A pathway is a learning experience assembled like a storyline, consisting of different elements – for example, text with slideline figures and questions with immediate feedback. We suggest the order in which these elements should be presented to students, however, teachers have the flexibility to select some, and incorporate them to other material they are already using on LabXchange.
In this visualization, you can explore how the wealth distribution within and between countries has changed over time.
You can use the slider to select a particular year, and the drop-down menu to select up to seven countries (you can also type in the country names to search for specific countries). To remove a country from the list, select it and press Delete or Backspace on your keyboard.
This visualization is based on Figure 1.2 of The Economy and uses 2022 data from the World Inequality Database.
To learn more about how wealth and wealth inequality have evolved over time, read Unit 1 of The Economy.
The 3D plot shows the average wealth in each decile for your chosen countries (in thousands of 2021 USD). This measure of wealth takes into account changes in purchasing power over time. For more details, see Section 1.2 of The Economy.

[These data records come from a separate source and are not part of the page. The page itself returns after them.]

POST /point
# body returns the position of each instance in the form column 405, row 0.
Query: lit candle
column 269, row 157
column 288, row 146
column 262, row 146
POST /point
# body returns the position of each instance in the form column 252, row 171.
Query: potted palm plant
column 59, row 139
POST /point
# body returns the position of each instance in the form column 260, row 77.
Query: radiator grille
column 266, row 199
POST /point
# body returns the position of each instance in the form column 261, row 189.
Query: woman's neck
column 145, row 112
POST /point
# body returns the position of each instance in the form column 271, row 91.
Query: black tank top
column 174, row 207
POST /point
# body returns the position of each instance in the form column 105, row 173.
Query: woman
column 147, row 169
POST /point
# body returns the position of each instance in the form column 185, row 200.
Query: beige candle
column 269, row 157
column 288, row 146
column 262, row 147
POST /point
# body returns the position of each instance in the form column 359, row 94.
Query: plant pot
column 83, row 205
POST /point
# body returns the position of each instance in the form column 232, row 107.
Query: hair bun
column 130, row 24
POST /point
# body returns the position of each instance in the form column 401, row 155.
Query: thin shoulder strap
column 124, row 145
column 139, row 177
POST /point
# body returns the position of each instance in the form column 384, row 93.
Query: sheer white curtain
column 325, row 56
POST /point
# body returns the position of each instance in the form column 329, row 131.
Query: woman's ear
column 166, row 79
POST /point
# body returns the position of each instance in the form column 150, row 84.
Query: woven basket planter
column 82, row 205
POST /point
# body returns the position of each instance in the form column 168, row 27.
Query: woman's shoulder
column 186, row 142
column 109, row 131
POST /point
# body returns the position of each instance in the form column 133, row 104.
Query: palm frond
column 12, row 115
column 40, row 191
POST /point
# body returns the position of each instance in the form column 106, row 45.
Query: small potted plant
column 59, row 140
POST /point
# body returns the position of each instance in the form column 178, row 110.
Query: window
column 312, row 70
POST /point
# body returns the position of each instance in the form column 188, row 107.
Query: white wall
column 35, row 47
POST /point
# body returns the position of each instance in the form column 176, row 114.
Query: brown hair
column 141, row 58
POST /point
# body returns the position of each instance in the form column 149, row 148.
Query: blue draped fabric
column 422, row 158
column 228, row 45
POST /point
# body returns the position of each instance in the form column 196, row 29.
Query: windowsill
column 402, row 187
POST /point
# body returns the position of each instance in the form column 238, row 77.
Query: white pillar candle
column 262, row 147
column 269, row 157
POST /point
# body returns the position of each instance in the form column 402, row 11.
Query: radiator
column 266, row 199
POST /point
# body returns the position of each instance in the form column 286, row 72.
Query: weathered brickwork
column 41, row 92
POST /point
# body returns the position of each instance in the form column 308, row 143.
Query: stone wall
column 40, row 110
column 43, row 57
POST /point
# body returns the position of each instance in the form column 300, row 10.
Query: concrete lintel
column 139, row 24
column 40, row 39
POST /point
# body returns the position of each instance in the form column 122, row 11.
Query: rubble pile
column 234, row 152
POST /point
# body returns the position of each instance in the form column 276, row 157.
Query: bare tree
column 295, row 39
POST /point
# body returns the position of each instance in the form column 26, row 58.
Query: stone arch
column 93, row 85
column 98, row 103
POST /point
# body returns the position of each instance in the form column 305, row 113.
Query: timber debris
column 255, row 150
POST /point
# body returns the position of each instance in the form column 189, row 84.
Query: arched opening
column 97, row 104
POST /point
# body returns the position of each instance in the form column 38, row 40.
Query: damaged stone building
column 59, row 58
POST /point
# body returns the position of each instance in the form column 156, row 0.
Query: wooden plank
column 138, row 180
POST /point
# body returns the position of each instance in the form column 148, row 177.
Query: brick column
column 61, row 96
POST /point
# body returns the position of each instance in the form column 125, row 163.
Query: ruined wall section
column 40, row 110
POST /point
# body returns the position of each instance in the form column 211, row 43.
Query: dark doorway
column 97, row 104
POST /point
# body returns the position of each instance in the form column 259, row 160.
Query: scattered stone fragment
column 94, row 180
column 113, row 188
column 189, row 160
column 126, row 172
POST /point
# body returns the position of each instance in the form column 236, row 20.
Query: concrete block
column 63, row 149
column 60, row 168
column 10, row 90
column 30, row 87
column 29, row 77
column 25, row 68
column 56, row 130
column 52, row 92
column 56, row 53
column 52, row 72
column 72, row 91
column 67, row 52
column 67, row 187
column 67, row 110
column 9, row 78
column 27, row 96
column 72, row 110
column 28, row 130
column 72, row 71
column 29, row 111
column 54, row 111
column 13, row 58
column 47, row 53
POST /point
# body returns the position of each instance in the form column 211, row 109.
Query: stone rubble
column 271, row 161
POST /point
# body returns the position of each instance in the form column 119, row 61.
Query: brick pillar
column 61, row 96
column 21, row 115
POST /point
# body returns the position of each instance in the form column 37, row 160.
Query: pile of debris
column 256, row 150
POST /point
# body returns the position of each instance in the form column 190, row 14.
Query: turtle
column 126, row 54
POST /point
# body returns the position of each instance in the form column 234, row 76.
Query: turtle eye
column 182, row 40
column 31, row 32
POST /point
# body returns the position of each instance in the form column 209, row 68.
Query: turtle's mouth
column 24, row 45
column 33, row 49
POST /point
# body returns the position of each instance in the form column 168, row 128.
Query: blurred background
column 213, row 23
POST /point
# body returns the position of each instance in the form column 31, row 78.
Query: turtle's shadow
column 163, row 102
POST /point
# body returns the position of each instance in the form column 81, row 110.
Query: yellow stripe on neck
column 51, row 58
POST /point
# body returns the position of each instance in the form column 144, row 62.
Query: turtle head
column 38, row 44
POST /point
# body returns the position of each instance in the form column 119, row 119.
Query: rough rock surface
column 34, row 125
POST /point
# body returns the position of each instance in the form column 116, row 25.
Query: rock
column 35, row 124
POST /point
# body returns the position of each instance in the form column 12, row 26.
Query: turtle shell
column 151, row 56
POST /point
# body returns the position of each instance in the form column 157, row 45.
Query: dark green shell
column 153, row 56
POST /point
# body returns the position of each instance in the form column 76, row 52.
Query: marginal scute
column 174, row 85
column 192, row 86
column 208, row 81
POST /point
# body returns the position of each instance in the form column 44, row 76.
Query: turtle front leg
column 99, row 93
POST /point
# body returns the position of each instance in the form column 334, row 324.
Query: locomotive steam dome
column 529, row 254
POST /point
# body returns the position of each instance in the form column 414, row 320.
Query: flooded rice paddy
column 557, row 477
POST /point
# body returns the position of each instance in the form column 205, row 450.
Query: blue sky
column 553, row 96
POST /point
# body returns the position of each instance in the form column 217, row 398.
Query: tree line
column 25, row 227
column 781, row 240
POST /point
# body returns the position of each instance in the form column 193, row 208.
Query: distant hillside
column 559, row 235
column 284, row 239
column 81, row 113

To explore in more depth the global wealth distribution for all countries, visit CORE Skyscraper 2: Exploring global wealth inequality
For each country, the tallest bars show the average wealth of the richest 10%, and the shortest bars show the average wealth of the poorest 10%. Countries are ordered from left to right by average wealth (in thousands of 2021 USD) in the year chosen and are coloured according to their average wealth in that year.
You can click and drag the plot to read the axes values more clearly and zoom in and out using the scroll function on your mouse or trackpad.
You should note three things about the visualisations:
Gini coefficient - a measure of inequality of any quantity such as income or wealth, varying from a value of zero (if there is no inequality) to one (if a single individual receives all of it). Higher values of the Gini coefficient indicate greater inequality. Traditionally, the Gini coefficient is calculated as one-half times the average of the wealth differences between people in the population, divided by the average wealth of the population. It can be approximated by dividing the area enclosed by the Lorenz curve and the perfect equality line by the entire area under the perfect equality line (shown in red). For more information, read Unit 5 of The Economy.
Lorenz curve - a graphical representation of inequality of some quantity such as wealth or income. Individuals are arranged in ascending order by how much of this quantity they have, and the cumulative share of the total is then plotted against the cumulative share of the population. For complete equality of wealth, for example, it would be a straight line with a slope of one. The extent to which the curve falls below this perfect equality line is a measure of inequality.
Note that it is possible for the wealth of some people to be negative, if they are in debt. In that case, the Lorenz curve may slope below the x-axis on the diagram. Moreover, this also required reclaculating the Gini coefficient using a corrected procedure since the standard Gini measure does not allow for negative values.
Rich/middle wealth ratio - the average wealth of the richest 10% in the population (10th decile) divided by the average wealth of the middle 10% in the population (5th decile). The higher the ratio is, the more unequal the distribution of wealth will be.
Note: Countries are coloured according to their average income in the year you have selected. Thus, if a country's income is growing, its colour can change from shades of red to shades of green.